Following the success of the previous webinars in 2020 (1st webinar) and 2021 (2nd webinar), this is the 3rd webinar in the China’s electric power sector transformation webinar series co-hosted by the IEA, the China Electric Power Planning & Engineering Institute (EPPEI), the Royal Danish Embassy in Beijing and Danish Energy Agency (DEA) and Deutsche Gesellschaft für Internationale Zusammenarbeit (GIZ) GmbH, with support from the European Commission.
The main objective of the webinar series is to provide targeted audiences with insights into China’s electric power sector transition by exploring pathways and solutions that have triggered interest and debate in the energy sector in China recently. The webinar intends to throw light by introducing successful cases and lessons learned internationally with input from international and Chinese experts.
The focus of this 3rd webinar is on options to make efficient use of the technologies and assets deployed across the Chinese power system, and in promoting investments into clean resources that support the electricity security. Of particular importance is the recent guidance to move towards a unified system of power markets, expressed through the Opinions of the Central Committee of the Communist Party and State Council in March, and later reinforced by the State Council’s high-level document in April.
The webinar is articulated around the following high-level questions:
- What are the key components of electricity security throughout the transition, amid the growing uncertainties on international markets?

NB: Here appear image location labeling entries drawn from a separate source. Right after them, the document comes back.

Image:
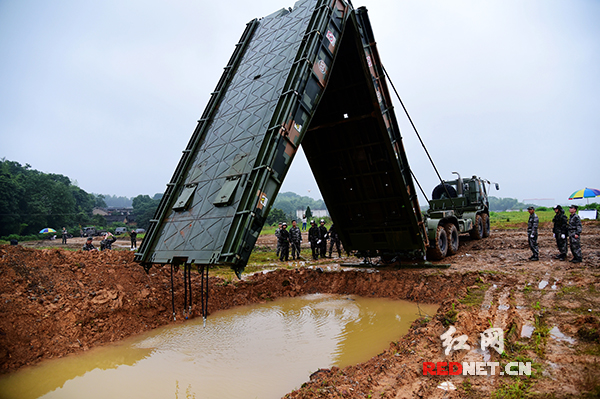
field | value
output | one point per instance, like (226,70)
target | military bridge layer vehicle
(307,76)
(457,206)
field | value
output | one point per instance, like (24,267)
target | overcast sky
(108,93)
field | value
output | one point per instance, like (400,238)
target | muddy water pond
(258,351)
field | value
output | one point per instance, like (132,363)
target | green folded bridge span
(307,76)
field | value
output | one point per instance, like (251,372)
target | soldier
(532,227)
(334,238)
(295,240)
(323,238)
(107,242)
(89,246)
(283,240)
(560,230)
(314,239)
(277,236)
(575,234)
(133,237)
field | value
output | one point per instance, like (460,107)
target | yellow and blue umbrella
(585,193)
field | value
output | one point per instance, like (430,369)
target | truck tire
(486,224)
(477,232)
(452,235)
(440,245)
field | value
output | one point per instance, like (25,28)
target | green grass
(475,296)
(512,220)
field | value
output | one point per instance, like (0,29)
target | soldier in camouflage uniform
(323,234)
(560,230)
(334,239)
(89,246)
(277,236)
(575,234)
(106,243)
(295,240)
(532,231)
(314,239)
(283,241)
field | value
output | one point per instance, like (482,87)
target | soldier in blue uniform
(575,228)
(560,230)
(532,231)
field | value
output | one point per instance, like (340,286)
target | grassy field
(513,220)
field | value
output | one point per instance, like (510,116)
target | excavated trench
(55,302)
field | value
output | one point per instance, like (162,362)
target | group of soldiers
(317,236)
(562,229)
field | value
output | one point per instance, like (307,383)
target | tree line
(31,200)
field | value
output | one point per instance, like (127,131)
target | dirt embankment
(55,302)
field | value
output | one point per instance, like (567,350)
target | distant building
(112,215)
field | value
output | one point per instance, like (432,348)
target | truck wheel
(452,235)
(486,224)
(440,246)
(477,232)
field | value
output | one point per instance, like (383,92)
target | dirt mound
(54,302)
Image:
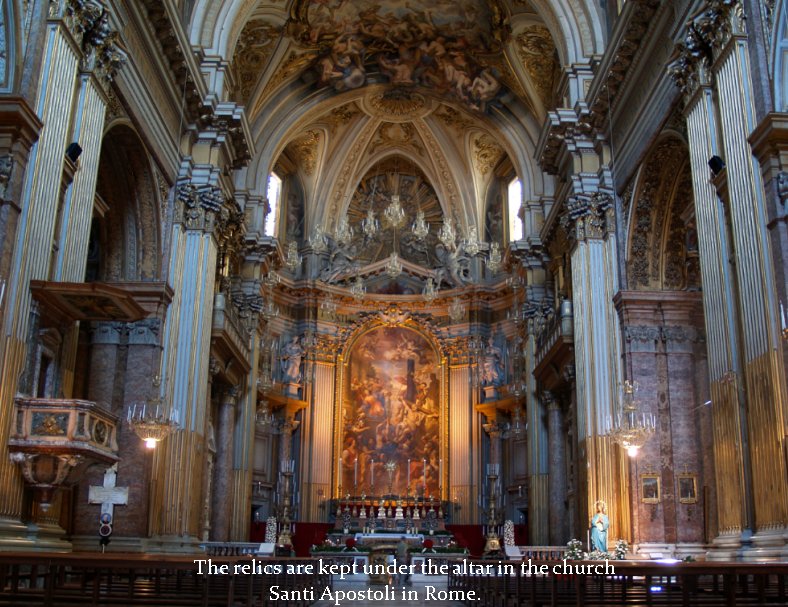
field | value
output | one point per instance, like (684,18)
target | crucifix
(109,495)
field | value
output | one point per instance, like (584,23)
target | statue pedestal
(489,393)
(293,390)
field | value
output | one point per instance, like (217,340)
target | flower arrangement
(508,533)
(574,550)
(622,547)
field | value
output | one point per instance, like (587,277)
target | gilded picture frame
(687,488)
(650,488)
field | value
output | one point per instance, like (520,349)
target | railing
(229,548)
(587,583)
(129,579)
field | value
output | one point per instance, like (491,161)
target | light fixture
(150,420)
(631,428)
(318,241)
(394,214)
(472,244)
(344,232)
(358,289)
(369,224)
(264,417)
(420,227)
(494,260)
(456,310)
(446,234)
(329,308)
(429,290)
(393,266)
(293,259)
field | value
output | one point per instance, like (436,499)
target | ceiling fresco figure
(449,47)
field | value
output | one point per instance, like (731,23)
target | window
(515,199)
(274,194)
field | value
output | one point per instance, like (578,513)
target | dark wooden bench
(130,579)
(634,583)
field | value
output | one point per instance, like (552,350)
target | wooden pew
(634,583)
(152,580)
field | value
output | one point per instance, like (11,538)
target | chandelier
(359,289)
(472,244)
(264,417)
(630,428)
(149,420)
(344,232)
(429,290)
(494,260)
(318,241)
(456,310)
(329,308)
(394,213)
(446,234)
(370,225)
(393,266)
(293,259)
(420,227)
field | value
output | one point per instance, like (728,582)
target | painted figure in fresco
(599,526)
(492,373)
(392,401)
(290,360)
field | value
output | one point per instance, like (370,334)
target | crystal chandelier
(456,310)
(369,224)
(264,417)
(420,227)
(429,290)
(329,308)
(472,244)
(149,420)
(318,241)
(270,309)
(344,232)
(393,266)
(293,259)
(394,213)
(359,289)
(494,260)
(446,234)
(630,428)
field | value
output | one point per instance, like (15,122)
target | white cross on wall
(109,495)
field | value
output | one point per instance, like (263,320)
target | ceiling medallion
(397,103)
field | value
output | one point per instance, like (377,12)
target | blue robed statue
(599,525)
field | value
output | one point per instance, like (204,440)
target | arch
(126,235)
(8,48)
(661,250)
(780,57)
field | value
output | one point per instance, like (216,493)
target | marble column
(177,493)
(558,515)
(36,225)
(221,508)
(603,473)
(762,354)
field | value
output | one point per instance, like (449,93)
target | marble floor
(355,591)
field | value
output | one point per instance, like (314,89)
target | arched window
(274,195)
(515,200)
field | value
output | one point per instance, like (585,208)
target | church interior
(485,272)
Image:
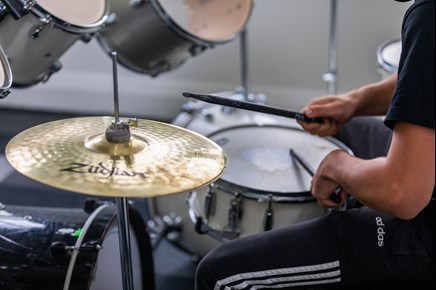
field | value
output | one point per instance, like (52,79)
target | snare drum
(5,74)
(157,36)
(39,249)
(388,56)
(262,188)
(35,42)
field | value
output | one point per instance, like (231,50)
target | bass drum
(259,185)
(35,42)
(156,36)
(5,74)
(58,248)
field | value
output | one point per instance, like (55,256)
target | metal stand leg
(124,239)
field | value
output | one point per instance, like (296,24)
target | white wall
(288,50)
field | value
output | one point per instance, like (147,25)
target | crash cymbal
(74,155)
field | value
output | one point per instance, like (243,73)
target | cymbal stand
(244,64)
(119,132)
(332,76)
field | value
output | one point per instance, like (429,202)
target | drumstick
(252,107)
(335,195)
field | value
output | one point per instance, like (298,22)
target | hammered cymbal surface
(74,155)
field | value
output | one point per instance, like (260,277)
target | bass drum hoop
(47,17)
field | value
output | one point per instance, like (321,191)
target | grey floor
(173,268)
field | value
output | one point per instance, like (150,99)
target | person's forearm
(374,99)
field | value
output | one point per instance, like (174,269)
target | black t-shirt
(414,97)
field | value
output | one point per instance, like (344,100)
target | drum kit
(215,174)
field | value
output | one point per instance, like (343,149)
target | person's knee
(205,275)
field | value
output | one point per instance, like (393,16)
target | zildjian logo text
(102,170)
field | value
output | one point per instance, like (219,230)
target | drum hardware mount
(232,229)
(210,202)
(4,93)
(61,250)
(136,3)
(18,8)
(168,226)
(269,215)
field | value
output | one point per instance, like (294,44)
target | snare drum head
(209,20)
(5,71)
(83,13)
(259,156)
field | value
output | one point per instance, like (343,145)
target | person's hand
(322,185)
(334,110)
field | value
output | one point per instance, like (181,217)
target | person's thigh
(354,247)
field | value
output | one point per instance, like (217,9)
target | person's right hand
(334,110)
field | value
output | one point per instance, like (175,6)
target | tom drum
(157,36)
(35,41)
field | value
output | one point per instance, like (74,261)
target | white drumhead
(389,55)
(5,71)
(210,20)
(259,156)
(83,13)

- How is flexibility ensured in a system with a high share of variable renewables, like wind and solar power?
- How will power markets enable a secure, clean energy transition?
- What are the options for implementing a unified system of power markets?
- How is carbon pricing supporting a secure, clean energy transition?
The IEA’s role as a [co-]organiser of this event is facilitated through IEA’s Clean Energy Transitions in Emerging Economies programme, which has received funding from the European Union’s Horizon 2020 research and innovation programme under grant agreement No 952363.
- Power markets and energy security
- Taking stock of the latest policy developments in China’s power sector
- Emissions Trading System (ETS) and power markets reform
- Flexibility throughout the clean energy transitions
- Remarks from the Moderated panel “How will a unified system of power markets contribute to clean, secure and affordable electricity?”